Emily Bronte’s Wuthering Heights is my favorite novel of all time. It is a complicated, emotionally raw work of art that has yet to be adequately adapted into a visual medium. The Wyler adaptation is often scorned by Bronte purists because it cuts off half of the novel, de-emphasizes the themes of cyclical abuse, and sands the more unpleasant edges off Catherine and Heathcliff, the novel’s doomed lovers. But I don’t care: Wyler’s Wuthering Heights is a glorious example of gothic melodrama with its chilly black-and-white cinematography and powerful performances. It has the same passion and quiet menace as later “Hollywood gothics” of the 1940s, like Gaslight or Dragonwyck.
Even though Wyler loved tackling different genres, this dark psychological thriller seems such an odd fit for him. The story of an obsessed bank clerk who imprisons the woman he’s desired from afar in his basement, the material is disturbing, with heavy psychosexual themes and a complicated power dynamic between captor and captive. Considering this was also filmed during the 1960s, a period of radical change in both society and the film industry, one might think the older Wyler would not be up to the task. To the contrary, he does stunning work, keeping location fatigue from creeping into this one-setting thriller with his sharp eye for dramatic compositions and drawing out fantastic work from Terence Davis and Samantha Eggar.

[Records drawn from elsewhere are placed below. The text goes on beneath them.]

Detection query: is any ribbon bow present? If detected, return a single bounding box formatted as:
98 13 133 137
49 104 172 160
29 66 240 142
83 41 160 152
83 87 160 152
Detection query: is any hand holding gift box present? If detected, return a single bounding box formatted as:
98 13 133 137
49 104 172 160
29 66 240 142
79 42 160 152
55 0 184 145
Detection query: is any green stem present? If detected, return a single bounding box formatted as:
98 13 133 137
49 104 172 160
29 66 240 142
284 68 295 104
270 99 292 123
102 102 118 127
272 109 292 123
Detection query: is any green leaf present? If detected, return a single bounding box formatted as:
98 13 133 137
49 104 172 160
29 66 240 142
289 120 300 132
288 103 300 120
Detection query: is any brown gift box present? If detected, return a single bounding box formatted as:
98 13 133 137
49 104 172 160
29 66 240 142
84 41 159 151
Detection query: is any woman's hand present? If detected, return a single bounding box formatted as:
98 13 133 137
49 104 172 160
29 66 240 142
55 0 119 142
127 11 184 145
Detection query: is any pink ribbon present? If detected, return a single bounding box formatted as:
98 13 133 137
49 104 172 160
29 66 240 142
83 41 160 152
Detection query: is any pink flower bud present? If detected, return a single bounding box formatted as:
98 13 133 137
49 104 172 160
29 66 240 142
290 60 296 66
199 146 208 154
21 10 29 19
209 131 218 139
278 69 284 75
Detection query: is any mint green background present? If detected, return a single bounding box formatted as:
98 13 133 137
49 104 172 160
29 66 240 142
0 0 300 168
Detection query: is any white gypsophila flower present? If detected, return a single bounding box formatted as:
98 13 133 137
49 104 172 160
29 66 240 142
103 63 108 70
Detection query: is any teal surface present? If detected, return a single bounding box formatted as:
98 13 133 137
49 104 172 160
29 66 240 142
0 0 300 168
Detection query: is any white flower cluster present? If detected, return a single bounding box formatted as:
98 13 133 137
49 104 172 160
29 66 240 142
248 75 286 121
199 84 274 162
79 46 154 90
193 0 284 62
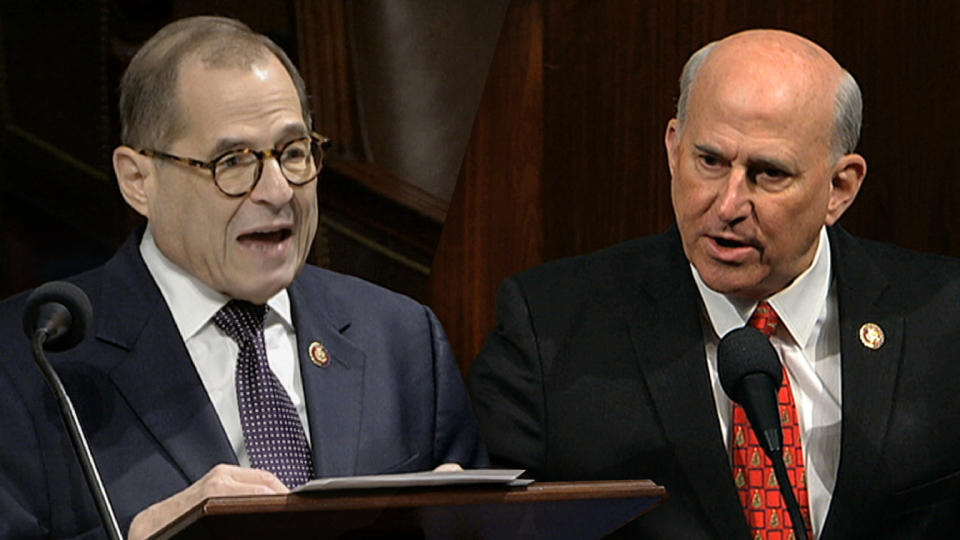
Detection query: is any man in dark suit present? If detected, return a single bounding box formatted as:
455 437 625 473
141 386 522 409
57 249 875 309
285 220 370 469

Roman Holiday is known one of the great “a star is born” movies. I cannot imagine a more perfect first starring role for Audrey Hepburn, a sheltered princess who finds love and adventure with a charming journalist in Rome. While most discussion of the film focuses on Hepburn, Wyler’s direction is also deserving of praise. I love the subtle ways he generates humor, like the parallel shots of the princess looking up at the elaborate carvings along the ceiling in her lush bedroom, then later awaking in Gregory Peck’s apartment to ugly industrial pipes shot from a similar angle. And of course, there’s the wonderful handling of tone, which blends light humor with a bittersweet lyricism, building to one of the most perfect endings in film history.

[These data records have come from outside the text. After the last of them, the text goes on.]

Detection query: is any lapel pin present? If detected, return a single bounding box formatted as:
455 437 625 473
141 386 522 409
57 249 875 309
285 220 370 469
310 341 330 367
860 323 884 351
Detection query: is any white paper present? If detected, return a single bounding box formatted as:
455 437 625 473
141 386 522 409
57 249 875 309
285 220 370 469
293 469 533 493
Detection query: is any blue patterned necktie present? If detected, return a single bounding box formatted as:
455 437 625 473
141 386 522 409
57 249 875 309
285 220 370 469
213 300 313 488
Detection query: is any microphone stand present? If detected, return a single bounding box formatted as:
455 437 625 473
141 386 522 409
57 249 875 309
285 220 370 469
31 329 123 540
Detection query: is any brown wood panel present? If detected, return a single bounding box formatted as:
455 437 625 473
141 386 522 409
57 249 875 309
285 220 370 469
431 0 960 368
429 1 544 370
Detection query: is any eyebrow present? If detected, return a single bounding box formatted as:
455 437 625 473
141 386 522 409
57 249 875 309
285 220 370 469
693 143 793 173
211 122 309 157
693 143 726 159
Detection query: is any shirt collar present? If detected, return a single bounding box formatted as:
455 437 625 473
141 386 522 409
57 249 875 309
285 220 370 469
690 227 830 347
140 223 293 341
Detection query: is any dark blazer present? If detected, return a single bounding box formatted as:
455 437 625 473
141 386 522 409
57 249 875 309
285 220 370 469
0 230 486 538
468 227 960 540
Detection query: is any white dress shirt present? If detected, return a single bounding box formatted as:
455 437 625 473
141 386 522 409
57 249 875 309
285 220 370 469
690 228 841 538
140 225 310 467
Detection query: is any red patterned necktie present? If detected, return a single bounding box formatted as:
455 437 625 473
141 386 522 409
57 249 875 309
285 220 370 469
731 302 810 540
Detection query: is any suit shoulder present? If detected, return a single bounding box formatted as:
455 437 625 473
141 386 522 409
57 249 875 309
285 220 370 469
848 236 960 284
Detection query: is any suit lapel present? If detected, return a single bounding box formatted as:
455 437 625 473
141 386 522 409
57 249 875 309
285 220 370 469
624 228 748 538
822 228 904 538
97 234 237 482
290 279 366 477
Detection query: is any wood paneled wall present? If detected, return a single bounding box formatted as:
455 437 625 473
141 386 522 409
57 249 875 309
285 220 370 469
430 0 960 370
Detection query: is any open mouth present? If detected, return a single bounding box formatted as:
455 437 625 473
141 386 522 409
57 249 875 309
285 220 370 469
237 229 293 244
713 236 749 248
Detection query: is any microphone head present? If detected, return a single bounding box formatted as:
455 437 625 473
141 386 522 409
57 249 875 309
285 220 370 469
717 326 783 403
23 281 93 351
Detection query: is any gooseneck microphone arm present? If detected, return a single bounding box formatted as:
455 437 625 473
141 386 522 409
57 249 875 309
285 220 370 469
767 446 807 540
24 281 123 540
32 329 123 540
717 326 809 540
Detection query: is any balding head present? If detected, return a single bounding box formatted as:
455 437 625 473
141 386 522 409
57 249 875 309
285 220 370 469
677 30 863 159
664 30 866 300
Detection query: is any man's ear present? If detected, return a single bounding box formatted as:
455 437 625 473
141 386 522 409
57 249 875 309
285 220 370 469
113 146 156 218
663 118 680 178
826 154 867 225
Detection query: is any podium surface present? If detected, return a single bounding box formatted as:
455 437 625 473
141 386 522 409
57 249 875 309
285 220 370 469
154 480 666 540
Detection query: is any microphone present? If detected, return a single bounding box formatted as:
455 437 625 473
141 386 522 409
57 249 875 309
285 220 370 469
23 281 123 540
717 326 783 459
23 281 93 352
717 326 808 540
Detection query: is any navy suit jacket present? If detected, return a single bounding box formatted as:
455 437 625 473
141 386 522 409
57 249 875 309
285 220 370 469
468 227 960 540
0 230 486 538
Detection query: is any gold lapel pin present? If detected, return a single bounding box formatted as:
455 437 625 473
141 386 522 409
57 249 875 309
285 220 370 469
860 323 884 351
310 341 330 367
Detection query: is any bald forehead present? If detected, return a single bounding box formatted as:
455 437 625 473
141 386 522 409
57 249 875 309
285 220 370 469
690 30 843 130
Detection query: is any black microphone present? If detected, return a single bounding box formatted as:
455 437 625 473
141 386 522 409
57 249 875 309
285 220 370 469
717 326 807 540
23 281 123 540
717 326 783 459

I have not yet seen all of Wyler’s films (The Best Years of Our Lives is my biggest oversight in that regard), but to date, I think The Heiress is his masterpiece. Adapted from a play which was itself adapted from a Henry James novella, The Heiress follows a timid, affection-starved heiress (played by Olivia De Havilland in a career-best performance) in love with a handsome charmer who may or may not be more interested in her money than her heart. It’s a movie that could have easily devolved into campy melodrama, but the characters are all complicated, with even the antagonists showing a great deal more ambiguity than you would expect of such a film. Once again, Wyler shows great skill with the material. Beneath the mannered drawing room surface, this is one emotionally brutal, even cruel movie, so packed with little nuances in the acting and visuals that it absolutely merits repeated viewings.